Ausstellungseröffnung: „Schöneberg – Wiege der homosexuellen Emanzipation“

Bilderschau des LSVD Berlin-Brandenburg über den Kampf für gleiche Bürgerrechte ab morgen in Zwölf-Apostel-Kirche zu sehen

Vom 22. bis 26. Juni 2015, jeweils von 16:00 bis 18:00 Uhr, wird die Wanderausstellung „Schöneberg – Wiege der homosexuellen Emanzipation“ in der Zwölf-Apostel-Kirchengemeinde, An der Apostel-Kirche 1 in Schöneberg, zu sehen sein.

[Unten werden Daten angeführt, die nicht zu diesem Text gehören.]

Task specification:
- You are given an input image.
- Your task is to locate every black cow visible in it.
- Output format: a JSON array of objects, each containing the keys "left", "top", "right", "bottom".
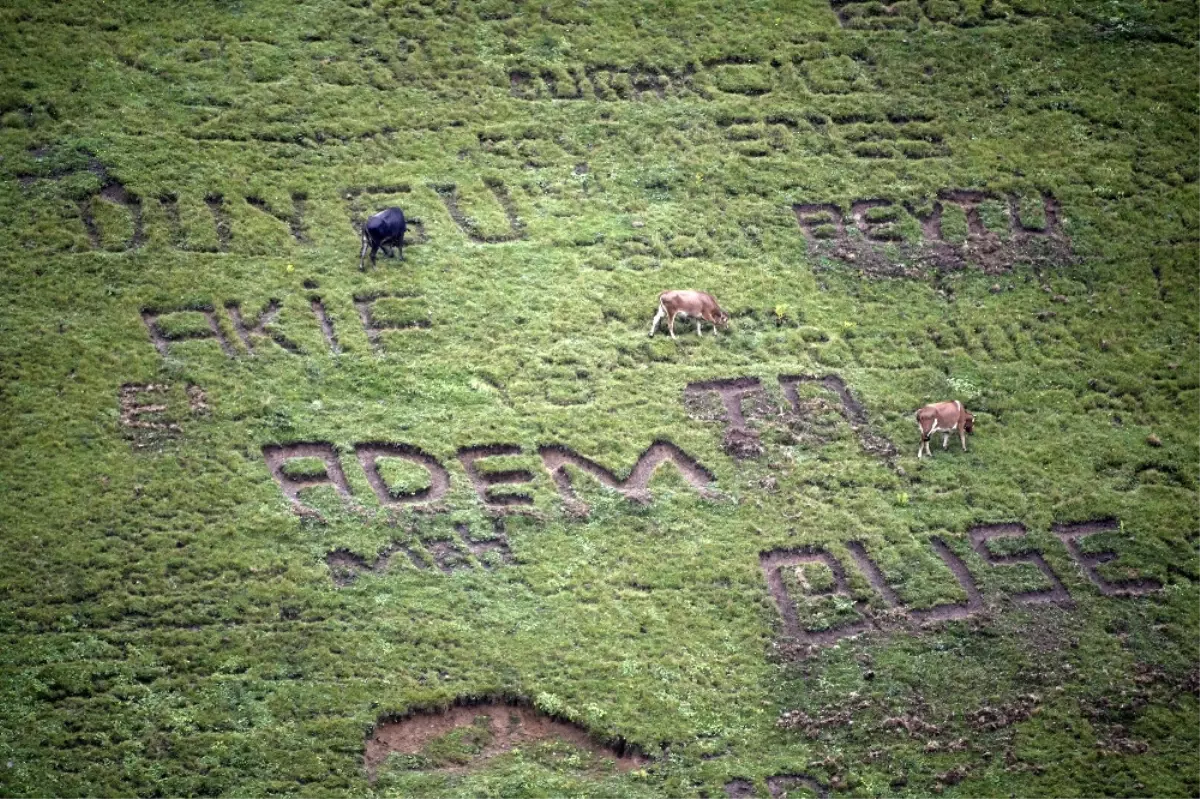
[{"left": 359, "top": 208, "right": 408, "bottom": 270}]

Die Ausstellung liefert Wissenswertes über die Geschichte der Homosexuellen-Bewegung in Deutschland und nimmt dabei immer wieder Bezug auf Schöneberg. Auch zu den Ereignissen des Berliner Pride-Monats Juni wie dem Hissen der Regenbogenflagge an Berliner Rathäusern, dem Stadtfest des Regenbogenfonds e.V. (“Motzstraßenfest”), dem CSD und den Respect Gaymes erfährt man Hintergründe. Die Ausstellung des Lesben- und Schwulenverbandes Berlin-Brandenburg (LSVD) wurde erstmals im Dezember 2012 im Rathaus Schöneberg öffentlich gezeigt und wanderte seitdem durch verschiedene Einrichtungen.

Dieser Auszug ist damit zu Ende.